Collapse of the building would rupture this main causing a significant environmental hazard and disrupting sewer service to a large percentage of the Village of Malone.
Now, look at this picture, focusing on the red arrow.
Imagine all that stone (remember, 30″-thick walls) and brick (upper 2 floors) and steel and wooden beams and whatnot—is going to land, “bullseye,” on that sewer main, carrying . . . and burying that pulverized pipe beneath 20′ of debris.
Let’s have another cigarette. (You don’t happen to have a flask of brandy on you, do you?)
Here are a few more pictures, showing the inside of the building—showing you what’s holding up the massive wall which is going to “take out” Malone’s main sewer line. (Let me correct that. I should have written, “Showing you what’s not holding up that massive wall.”)
Here’s a nice shot of one of the lower-floor beams, pulling out of the wall-pocket.
This is one of my favorites. Notice the wall separating from the floor. (Ponder the thickness of that wall!)

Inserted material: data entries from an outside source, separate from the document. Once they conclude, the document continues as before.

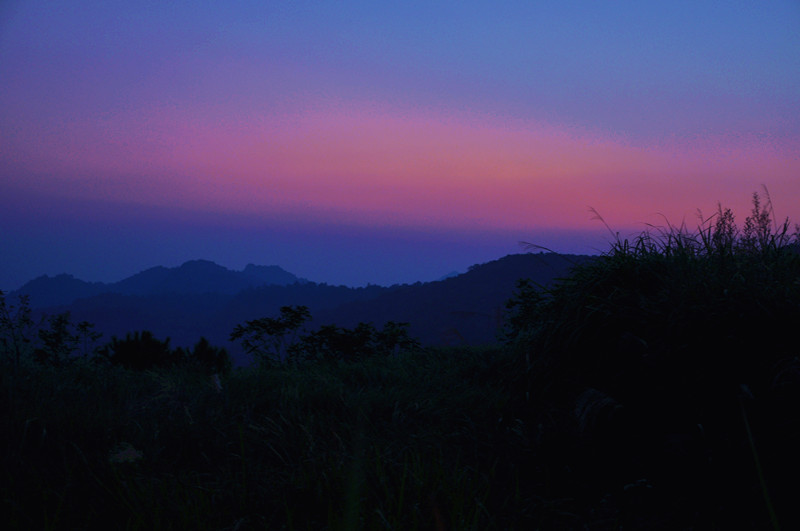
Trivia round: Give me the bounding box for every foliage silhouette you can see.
[508,194,800,527]
[101,330,183,370]
[230,306,311,364]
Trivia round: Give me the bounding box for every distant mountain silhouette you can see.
[20,253,593,365]
[15,260,307,307]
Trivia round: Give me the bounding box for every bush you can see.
[509,190,800,525]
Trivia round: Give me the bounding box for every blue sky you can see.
[0,0,800,289]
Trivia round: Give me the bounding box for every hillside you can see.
[20,254,591,364]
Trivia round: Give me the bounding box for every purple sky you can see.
[0,0,800,290]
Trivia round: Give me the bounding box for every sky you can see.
[0,0,800,290]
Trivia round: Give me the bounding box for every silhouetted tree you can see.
[183,337,233,374]
[230,306,311,363]
[0,290,37,367]
[101,330,182,370]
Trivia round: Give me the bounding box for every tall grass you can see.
[510,190,800,527]
[6,193,800,530]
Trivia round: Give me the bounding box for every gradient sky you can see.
[0,0,800,290]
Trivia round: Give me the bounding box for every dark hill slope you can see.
[317,253,592,345]
[16,260,306,307]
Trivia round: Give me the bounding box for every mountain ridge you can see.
[16,259,308,307]
[12,253,596,365]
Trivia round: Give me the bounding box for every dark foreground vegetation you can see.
[0,196,800,529]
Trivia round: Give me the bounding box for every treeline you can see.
[0,296,420,374]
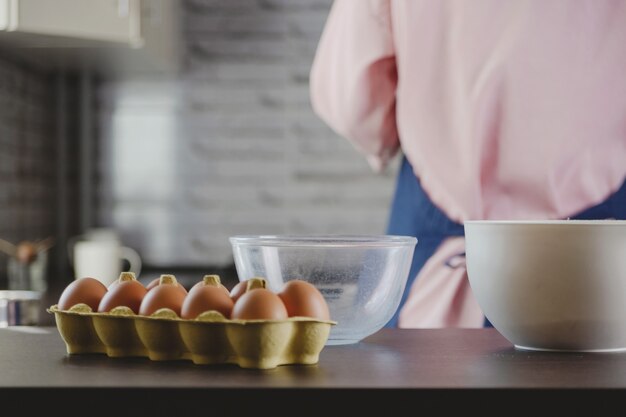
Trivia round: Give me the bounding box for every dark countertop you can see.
[0,327,626,415]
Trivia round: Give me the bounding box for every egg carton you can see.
[47,304,336,369]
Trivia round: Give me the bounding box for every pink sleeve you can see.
[310,0,399,171]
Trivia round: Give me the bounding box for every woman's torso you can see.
[391,0,626,222]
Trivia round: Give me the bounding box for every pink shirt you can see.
[310,0,626,327]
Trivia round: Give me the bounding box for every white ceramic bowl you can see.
[465,220,626,351]
[230,235,417,345]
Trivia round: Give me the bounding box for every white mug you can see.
[73,239,141,286]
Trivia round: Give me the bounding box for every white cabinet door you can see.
[0,0,142,47]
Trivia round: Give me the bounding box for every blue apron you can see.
[385,156,626,327]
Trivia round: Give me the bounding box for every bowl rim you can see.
[463,219,626,226]
[228,234,417,247]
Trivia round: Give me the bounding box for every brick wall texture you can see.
[97,0,398,266]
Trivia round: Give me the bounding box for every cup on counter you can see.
[72,234,141,286]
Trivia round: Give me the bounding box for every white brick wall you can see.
[98,0,398,267]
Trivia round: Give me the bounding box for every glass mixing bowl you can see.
[230,235,417,345]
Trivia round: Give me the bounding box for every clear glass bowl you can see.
[230,235,417,345]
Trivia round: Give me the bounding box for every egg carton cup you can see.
[47,304,336,369]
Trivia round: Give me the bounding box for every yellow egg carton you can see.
[47,294,336,369]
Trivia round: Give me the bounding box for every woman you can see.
[310,0,626,327]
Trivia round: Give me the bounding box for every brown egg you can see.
[189,275,230,297]
[181,282,234,319]
[139,275,187,317]
[57,277,107,311]
[146,275,187,295]
[98,272,148,314]
[231,283,288,320]
[278,279,330,320]
[230,277,267,302]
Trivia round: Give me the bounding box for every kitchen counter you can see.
[0,327,626,415]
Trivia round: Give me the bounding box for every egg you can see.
[231,278,288,320]
[98,273,148,314]
[277,279,330,320]
[139,275,187,317]
[146,274,187,295]
[189,275,230,297]
[181,275,234,319]
[230,277,267,302]
[57,277,107,311]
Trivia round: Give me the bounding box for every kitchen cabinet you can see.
[0,0,143,47]
[0,0,181,78]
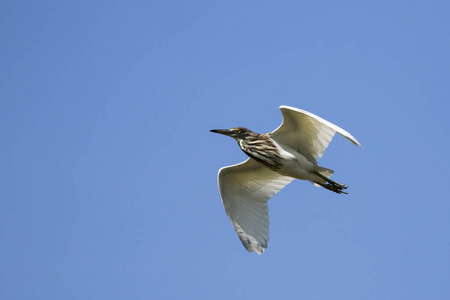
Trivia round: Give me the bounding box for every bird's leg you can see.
[314,172,347,189]
[314,172,348,194]
[317,183,348,194]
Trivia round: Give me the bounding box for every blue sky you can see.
[0,1,450,300]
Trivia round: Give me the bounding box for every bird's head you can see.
[210,127,255,139]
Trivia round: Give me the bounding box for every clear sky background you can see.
[0,0,450,300]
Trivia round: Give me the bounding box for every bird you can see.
[210,105,361,255]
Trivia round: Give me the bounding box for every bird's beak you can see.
[210,129,233,136]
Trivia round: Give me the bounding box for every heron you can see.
[210,105,361,254]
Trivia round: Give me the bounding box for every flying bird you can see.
[210,105,361,254]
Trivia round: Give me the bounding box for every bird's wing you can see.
[271,105,361,164]
[218,158,294,254]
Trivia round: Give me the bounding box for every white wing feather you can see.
[218,158,294,254]
[271,105,361,164]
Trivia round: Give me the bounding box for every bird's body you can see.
[211,106,360,254]
[237,132,314,181]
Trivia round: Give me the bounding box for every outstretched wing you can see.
[218,158,294,254]
[271,105,361,164]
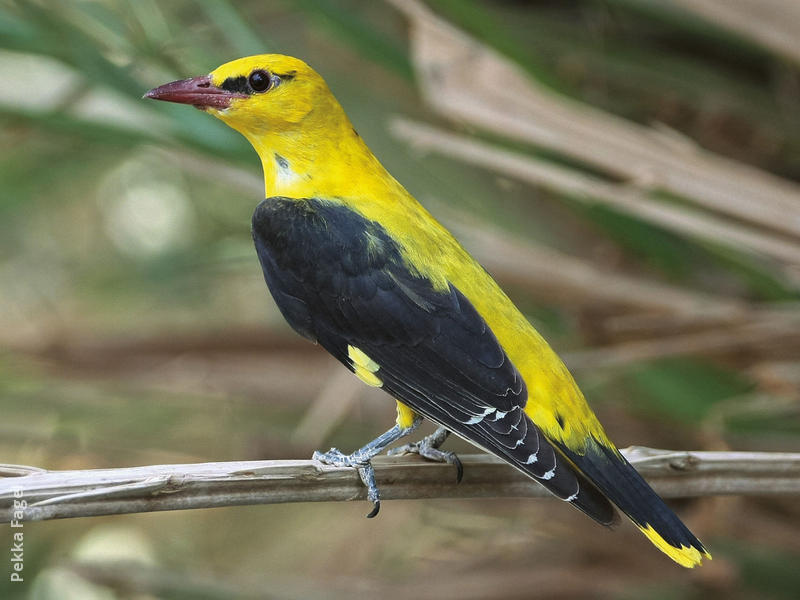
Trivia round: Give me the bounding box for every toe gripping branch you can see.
[386,427,464,483]
[311,417,422,519]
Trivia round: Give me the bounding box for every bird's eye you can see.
[247,70,272,92]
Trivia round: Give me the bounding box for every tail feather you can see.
[559,439,711,568]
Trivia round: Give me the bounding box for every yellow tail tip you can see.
[637,525,711,569]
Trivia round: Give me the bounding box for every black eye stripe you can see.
[247,69,272,93]
[219,75,248,94]
[219,70,296,94]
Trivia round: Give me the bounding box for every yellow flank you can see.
[347,346,383,387]
[637,525,711,569]
[396,400,417,429]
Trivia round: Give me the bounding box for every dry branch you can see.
[0,447,800,523]
[387,0,800,238]
[391,118,800,264]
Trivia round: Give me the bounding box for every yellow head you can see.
[145,54,393,197]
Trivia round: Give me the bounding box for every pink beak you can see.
[144,75,248,109]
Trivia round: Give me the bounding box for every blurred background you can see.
[0,0,800,600]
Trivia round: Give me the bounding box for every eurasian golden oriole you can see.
[145,54,710,567]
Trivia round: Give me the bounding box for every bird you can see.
[144,54,711,568]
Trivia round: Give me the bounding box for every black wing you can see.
[253,198,615,524]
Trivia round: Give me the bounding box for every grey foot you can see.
[311,448,381,519]
[387,427,464,483]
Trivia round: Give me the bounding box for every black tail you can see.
[559,439,711,567]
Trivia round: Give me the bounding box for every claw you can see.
[358,463,381,519]
[387,427,464,483]
[312,417,422,519]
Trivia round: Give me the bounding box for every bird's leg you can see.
[311,417,422,519]
[387,427,464,483]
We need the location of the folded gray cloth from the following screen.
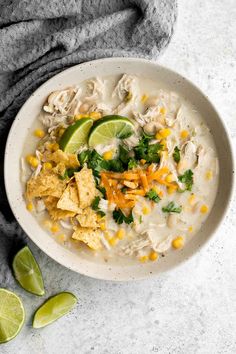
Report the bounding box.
[0,0,177,286]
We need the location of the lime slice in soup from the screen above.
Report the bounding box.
[59,118,93,154]
[0,289,25,343]
[12,246,45,296]
[88,115,134,147]
[33,292,77,328]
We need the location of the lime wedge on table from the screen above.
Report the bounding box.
[88,115,134,147]
[12,246,44,295]
[59,118,93,154]
[0,289,25,343]
[33,292,77,328]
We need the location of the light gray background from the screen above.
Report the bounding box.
[0,0,236,354]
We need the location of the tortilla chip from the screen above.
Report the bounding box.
[72,227,102,250]
[57,182,83,214]
[26,170,66,200]
[48,149,80,168]
[76,207,99,228]
[43,196,76,221]
[74,167,97,209]
[53,162,66,176]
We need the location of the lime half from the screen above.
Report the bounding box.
[59,118,93,154]
[88,115,134,147]
[0,289,25,343]
[33,292,77,328]
[12,246,44,295]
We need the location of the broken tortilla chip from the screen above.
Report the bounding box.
[26,170,66,200]
[43,196,76,221]
[74,167,97,209]
[72,227,102,250]
[57,182,83,214]
[53,162,66,176]
[48,149,80,168]
[76,207,99,228]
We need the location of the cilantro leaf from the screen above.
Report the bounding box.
[119,145,129,165]
[134,134,162,163]
[178,170,193,191]
[96,186,106,199]
[145,189,161,203]
[172,146,180,163]
[112,209,134,224]
[162,202,182,214]
[128,157,138,170]
[78,150,91,165]
[91,197,101,210]
[59,168,80,180]
[91,197,106,216]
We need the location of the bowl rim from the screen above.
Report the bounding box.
[4,57,235,281]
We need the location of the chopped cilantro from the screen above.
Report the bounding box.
[113,209,134,224]
[59,168,80,180]
[145,189,161,203]
[128,157,138,170]
[96,186,106,199]
[78,150,91,165]
[134,134,162,163]
[172,146,180,163]
[162,202,182,214]
[91,197,105,216]
[178,170,193,191]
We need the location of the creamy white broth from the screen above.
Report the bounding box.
[22,76,218,264]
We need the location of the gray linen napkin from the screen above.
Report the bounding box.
[0,0,177,286]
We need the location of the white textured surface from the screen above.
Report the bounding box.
[0,0,236,354]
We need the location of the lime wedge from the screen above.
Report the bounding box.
[12,246,44,295]
[0,289,25,343]
[33,292,77,328]
[59,118,93,154]
[88,115,134,147]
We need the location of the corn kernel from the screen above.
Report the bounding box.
[58,128,65,138]
[26,203,34,211]
[188,226,193,232]
[149,251,158,262]
[165,173,174,183]
[89,112,102,120]
[139,256,148,263]
[180,130,189,139]
[155,133,162,140]
[26,155,39,167]
[116,229,125,240]
[142,206,150,215]
[206,170,213,181]
[141,94,148,103]
[51,143,59,151]
[200,205,208,214]
[57,234,66,242]
[34,129,45,138]
[167,184,178,194]
[159,128,171,138]
[103,150,113,160]
[109,237,119,246]
[100,222,106,231]
[43,162,52,170]
[160,107,166,114]
[50,224,60,234]
[188,193,196,205]
[172,236,184,250]
[43,219,52,229]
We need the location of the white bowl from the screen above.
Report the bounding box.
[4,58,233,280]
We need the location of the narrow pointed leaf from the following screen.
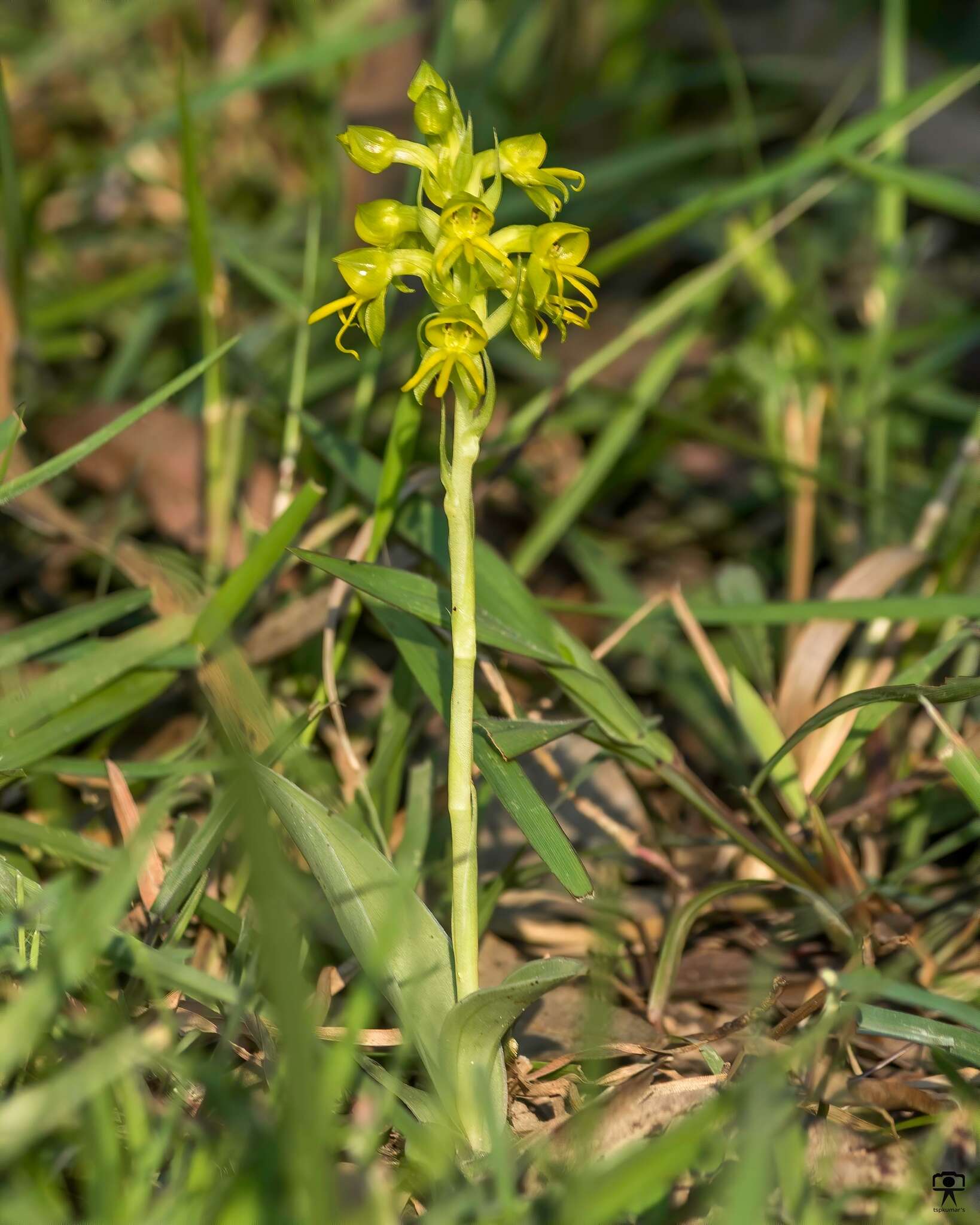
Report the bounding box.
[473,717,591,761]
[252,764,456,1079]
[0,670,178,770]
[191,482,322,650]
[857,1003,980,1067]
[0,614,191,739]
[0,336,238,506]
[0,589,151,668]
[814,632,976,799]
[293,549,561,664]
[751,676,980,795]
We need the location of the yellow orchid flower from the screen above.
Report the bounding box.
[306,246,433,360]
[500,132,586,218]
[402,306,488,400]
[433,193,511,278]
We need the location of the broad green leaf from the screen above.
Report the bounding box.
[839,157,980,224]
[857,1003,980,1067]
[252,764,456,1083]
[291,549,561,664]
[0,589,151,668]
[36,638,201,671]
[304,415,676,768]
[0,614,192,741]
[751,676,980,795]
[0,336,238,506]
[153,707,322,919]
[357,1055,440,1125]
[814,627,976,799]
[473,717,589,761]
[728,668,808,821]
[0,802,172,1084]
[544,593,980,632]
[191,482,322,650]
[0,671,178,772]
[647,881,854,1025]
[440,956,586,1153]
[369,601,592,898]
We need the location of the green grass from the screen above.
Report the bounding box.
[0,0,980,1225]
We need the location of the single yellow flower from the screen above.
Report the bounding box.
[434,193,511,278]
[306,246,433,360]
[402,306,488,398]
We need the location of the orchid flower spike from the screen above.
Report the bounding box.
[310,61,599,392]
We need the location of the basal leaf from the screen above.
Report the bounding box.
[440,956,586,1151]
[857,1003,980,1067]
[251,764,456,1080]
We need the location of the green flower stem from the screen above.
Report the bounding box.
[443,400,482,999]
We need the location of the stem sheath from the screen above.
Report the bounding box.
[445,401,480,999]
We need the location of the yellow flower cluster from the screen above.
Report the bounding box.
[310,61,599,406]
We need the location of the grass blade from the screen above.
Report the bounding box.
[751,676,980,795]
[0,588,151,668]
[191,482,322,650]
[0,614,192,740]
[370,602,592,898]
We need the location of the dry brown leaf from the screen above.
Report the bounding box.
[839,1077,951,1115]
[105,757,164,910]
[549,1068,728,1163]
[41,406,276,565]
[244,586,331,664]
[777,545,924,735]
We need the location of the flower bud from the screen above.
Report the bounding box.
[500,132,547,174]
[333,246,393,300]
[354,200,419,246]
[337,126,398,174]
[414,86,452,136]
[408,60,446,102]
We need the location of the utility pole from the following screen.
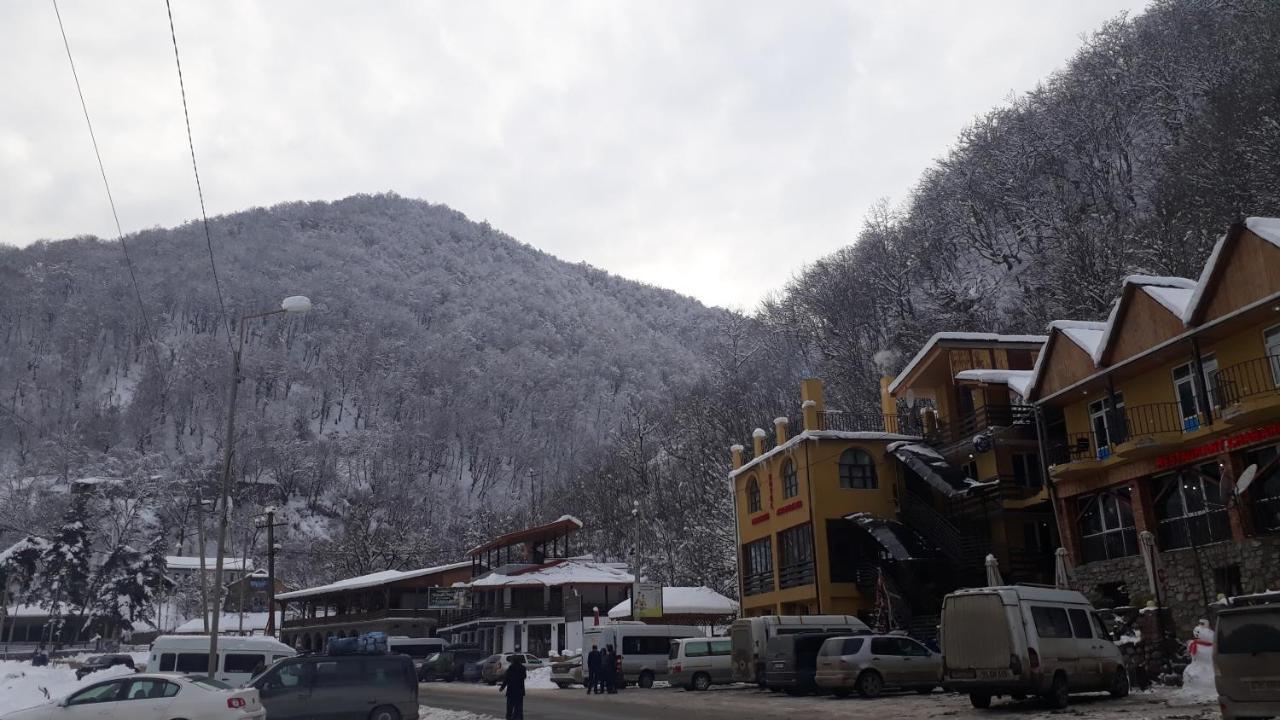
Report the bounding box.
[259,507,288,638]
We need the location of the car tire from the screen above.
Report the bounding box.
[1044,673,1071,710]
[1110,667,1129,700]
[854,670,884,697]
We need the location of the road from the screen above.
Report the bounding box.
[420,683,1219,720]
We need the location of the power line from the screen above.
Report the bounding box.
[51,0,160,356]
[164,0,232,346]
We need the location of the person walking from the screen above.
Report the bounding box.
[498,655,529,720]
[586,644,604,694]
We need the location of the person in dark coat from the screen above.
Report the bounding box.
[604,644,620,694]
[586,644,604,694]
[498,655,529,720]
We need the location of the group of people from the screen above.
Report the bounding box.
[586,644,621,694]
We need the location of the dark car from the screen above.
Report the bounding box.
[251,655,417,720]
[76,655,137,680]
[764,633,842,694]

Another wall crack, growing wider, wider . . .
View from the riverbank, north side. Focus on those enormous cracks.
Then, for the icing on the cake, let’s walk down to the basement. (Watch your step.)
Um, there is no basement. The bottom floor—well, half of it—has vanished, in Mr. MacArthur’s words, into the “void.” (This is beginning to sound like Dante’s “Inferno.” The “void” of hell.)
Approximately half of the concrete and steel sub-basement floor has collapsed into the void below the sub-basement floor. Several columns are missing, supporting the basement-floor beams.
Remember when the Tavern Arms (Nicci’s) fell down? And the Baptist Church? They were child’s play compared to this—whenever it happens. Just the warm-up act. Like those California tremors I used to experience, nervously, when I Iived there, as we all waited for The Big One.
Mr. MacArthur made a cross-sectional sketch of the whole catastrophe. It’s worth examining carefully. He explains his notations in the body of the report (click here). (The cross-sectional perspective is taken from the bridge, as though you are standing in the riverbed, with your back to the bridge and looking downriver—north—with Zukie’s building on the right bank, and #395 Main on the left bank.)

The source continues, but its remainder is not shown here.